Imaginario de lluvia

Reto, cinco palabras: Sol, lluvia, armario, luz y ascensor.

Llegaban los rayos de sol a través de las prendas de ropa detrás de las que me escondía, dentro del armario. Me cubría los ojos con un vestido rojo de lentejuelas, que mi madre se había comprado como si tuviera la autoestima o el amor propio suficiente para salir a la calle con él. Seguro que solo lo hizo para llevarle la contraria a mi padre, que se reía de ella cada vez que podía; parecía que le gustaba recordarle su edad. «Qué estás vieja ya, Maribel», le decía, con una seguridad de la que debería carecer.

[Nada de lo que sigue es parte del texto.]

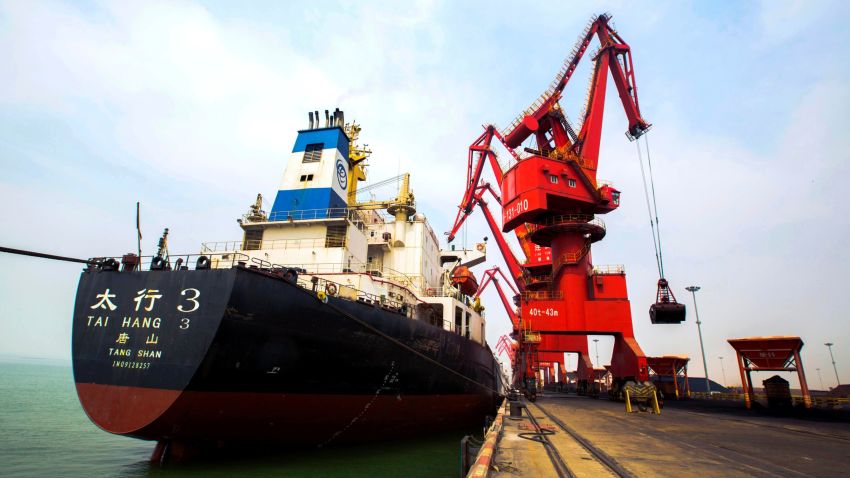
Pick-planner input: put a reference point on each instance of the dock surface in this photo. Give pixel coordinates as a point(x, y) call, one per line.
point(590, 437)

Ni que él fuera un yogurín, al borde de sus sesenta. Mamá se enfadaba y a veces lo insultaba: se metía con su calvicie y su barriga, pero a él no le afectaban sus palabras. En cambio la autoestima de Maribel sí se había resentido lo suficiente, como para dejar caer aquel trozo de tela para que quedara presa de las polillas.

Quería esconderme del sol. El problema era la luz, que me recordaba constantemente lo viva que estaba. Sin embargo, cuando me resguardaba entre telas, podía cerrar los ojos e imaginar que no existía. El mundo, de hecho, seguiría girando sin mí. Bueno, sin mí y sin la mayoría de personas. Con lo diminutos que éramos, seguía sin comprender por qué nos preocupábamos tanto en darnos sentido. No importábamos, y estaba bien. Aquello era algo que había asumido casi desde que nací. Aún me recordaba de pequeña, sentada frente al televisor, viendo cómo mis padres discutían. Hablaban de mí, de que era una carga y costaba mucho comprarme la ropa. Mamá le decía a papá que malgastaba su sueldo, que se lo diera a ella. Y cuando se lo daba a ella, lo malgastaba también; los vestidos de su armario eran una prueba. ¿Cuántos euros se habría gastado en cosas para hacerse deseable para papá? ¿Y papá, qué? ¿Llevaba bien sus horas en el bar? Mi yo de seis años miraba la tele y pasaba bastante hambre. Casi siempre me ponían los mismos tres conjuntos que fueron a recoger en Cáritas y por los que, aunque en aquel momento no me daba cuenta, hablaban mal de mí.

Me gustaba imaginarme el armario como un ataúd, pero en aquella ocasión iba a ser algo distinto porque se movía. Lo sentía elevarse como si fuera un ascensor. Me imaginé llegando al último piso; a una terraza grande y amplia que me permitiera ver los edificios de la ciudad. El cielo estaría encapotado, como tanto me gustaba, y caerían pequeñas gotas de lluvia; serían las lágrimas que no dejaba correr por el valle de mis ojos. Tal vez, querría saltar desde arriba; estamparme contra el asfalto. Sería maravilloso experimentar el aire revolverme el pelo mientras me precipitaba hacia mi muerte. En mi mente, de hecho, salté. Y sentí un golpe contra el suelo: solo que no fue desde demasiado alto.

Desorientada, me vi tirada en la habitación de mi madre; hecha un gurruño junto a su vestido rojo de lentejuelas. Me había tropezado por el mareo, hasta desplomarme fuera del armario. La ventan traía un sol que me perforaba la cabeza. En mis ojos, por supuesto, había llovido. A mi lado podía escuchar los gritos de mi madre, que me reprochaba haberme bebido todas las latas de cerveza que había en la nevera. «¿Estás loca? Cuando se entere papá, te dará una paliza hasta dejarte muerta». Desubicada y con náuseas me encogí de hombros. Ojalá me matara, quise decirle, pero el vómito obstruyó mis palabras. Y allí, frente a mi madre, ensucié su vestido rojo de lentejuelas.